Porque los capítulos se me agolpan bajo la pluma, todavía no he dicho, pero aquí agrego uno para decirlo, que por aquel tiempo las relaciones de Rubião habían crecido en número. Camacho lo había puesto en contacto con muchos políticos, el comité de las Alagoas con varias damas, los bancos y empresas con personas del comercio y la bolsa, los teatros con algunos frecuentadores y la Rua do Ouvidor con todo el mundo. Su nombre sonaba a menudo. Era un personaje conocido. No bien aparecían la barba y los largos bigotes, la levita bien cortada, la pechera ancha, el bastón de asta y el paso firme e hidalgo, se decía que era Rubião —un ricachón de Minas.
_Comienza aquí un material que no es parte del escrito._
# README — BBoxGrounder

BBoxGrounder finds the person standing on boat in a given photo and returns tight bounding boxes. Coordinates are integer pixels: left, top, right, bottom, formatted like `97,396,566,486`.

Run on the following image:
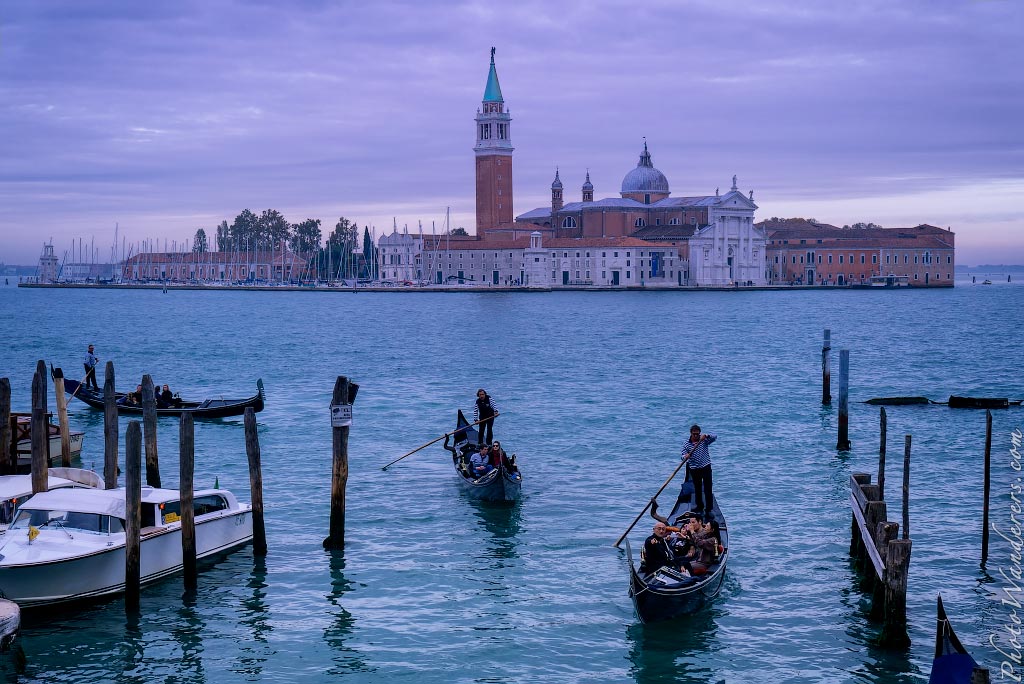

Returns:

Le habían creado una leyenda. Decían que era discípulo de un gran filósofo que le había legado inmensos bienes —dos, tres, cinco mil contos. Algunos se extrañaban de que nunca hablase de filosofía, pero la leyenda explicaba ese silencio por el propio método filosófico del maestro, consistente en instruir solamente a los hombres de buena voluntad. ¿Dónde estaban esos discípulos? Iban a su casa todos los días, algunos dos veces: por la mañana y por la tarde; y discípulos se consideraba a los comensales de Rubião. En realidad no lo eran, pero buena voluntad no les faltaba. Masticaban su hambre, durante la espera, y oían silenciosos y risueños los discursos del anfitrión. Entre los antiguos y los nuevos llegó a producirse tal rivalidad que los primeros decidieron afirmar sus derechos mostrando una intimidad mayor, dando órdenes a los criados, pidiendo cigarros, pasando al interior de la casa, silbando. Pero la costumbre los tornó mutuamente soportables, y todos acabaron en la dulce y común confesión de las cualidades del dueño de casa. Al cabo de algún tiempo también los nuevos le debían dinero, bien en especies, bien en créditos del carpintero, bien por letras endosadas que él pagaba a escondidas para no ofender a los deudores.
Quincas Borba era amigo de todos. Chasqueaban los dedos para verlo saltar; algunos llegaban a besarle la cabeza; uno de ellos, más hábil, encontró la manera de tenerlo en las rodillas, durante la cena o el almuerzo, para darle migas de pan.
—¡Ah, eso sí que no! —había protestado Rubião la primera vez.
—¿Qué tiene de malo? —replicó el comensal—. No hay ningún extraño.
Rubião reflexionó un instante.
—La verdad es que allí dentro hay un gran hombre —dijo.
—El filósofo, el otro Quincas Borba —continuó el invitado, paseando la mirada por los novatos, para demostrar la intimidad de sus relaciones con Rubião. Pero no pudo alzarse solo con la ventaja, porque los demás amigos de la misma época repitieron en coro:
—Es cierto, el filósofo.
Y Rubião explicó la alusión a los novatos, y el motivo de que el perro se llamara así. Quincas Borba (el difunto) fue descrito y referido como uno de los hombres más grandes de su tiempo, un hombre superior a sus patricios. Enorme filósofo, alma inmensa, inolvidable amigo. Y por fin, luego de algún silencio, descargando los dedos en el borde de la mesa, Rubião exclamó:
—¡Yo lo haría primer ministro!
Sin convicción, por simple diplomacia, uno de los invitados exclamó:
—¡Sin duda!
Ninguno de aquellos hombres sabía, entretanto, cómo se sacrificaba Rubião por ellos. Rechazaba cenas y paseos, interrumpía conversaciones apacibles únicamente para correr a su casa y recibirlos en la mesa. Un día encontró la forma de conciliarlo todo. En caso de que él no estuviera en casa a las seis en punto, los criados debían servir la cena a sus amigos. Se oyeron protestas; no, señor, esperarían hasta las siete o las ocho. Cenar sin él no tenía gracia.
—Pero es que quizá a veces no venga —explicó Rubião.
Se hizo su voluntad. Los invitados pusieron sus relojes en hora con los de Botafogo. No bien daban las seis de la tarde, todos a la mesa. Los dos primeros días hubo algún titubeo; pero los criados tenían órdenes severas. A veces Rubião llegaba poco después. Entonces menudeaban las risas, las bromas, las intrigas alegres. Uno había querido esperar; pero los otros… Los otros lo desmentían: al contrario, tal hambre tenía que los había arrastrado a todos; al punto de que, si algo quedaba, eran los platos. Y Rubião reía con ellos.